国際的環境ガバナンスの改革を提案
国連大学がヨハネスブルグ・サミット第3回グローバル準備委員会へ報告書
国連大学は、3月25日にInternational Environmental Governance - The Question of Reform: Key Issues and Proposals(国際的環境ガバナンス−改革へ向けた中心的課題と提案)と題する報告書を発表しました。この日は、本年8−9月に南アフリカのヨハネスブルグで開催される「持続可能な開発に関する世界サミット」に向け、ニューヨークの国連本部で開かれている第3回グローバル準備委員会の会合初日に当ります。
この報告書は、1999年6月に東京で開催された「インターリンケージ:多国間環境条約における相乗効果と調整」国際会議からスタートした国連大学のインターリンケージ(相関)に関する一連の研究の主要な成果のひとつです。
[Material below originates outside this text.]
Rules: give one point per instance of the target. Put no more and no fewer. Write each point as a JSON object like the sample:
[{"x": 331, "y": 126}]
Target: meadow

今回の報告書は、ヨハネスブルグ・サミットの準備として行われた国際的環境ガバナンス改革に関する討議の中心となった主要な問題を集約しています。その中には、たとえば新しい「世界環境機関」を中心として、集中的なガバナンス・システムを設立する可能性も含まれており、また「世界環境裁判所」のような機関が、既存のガバナンス組織に対する有益な補足機能を持つかどうか、といった問題も提起されています。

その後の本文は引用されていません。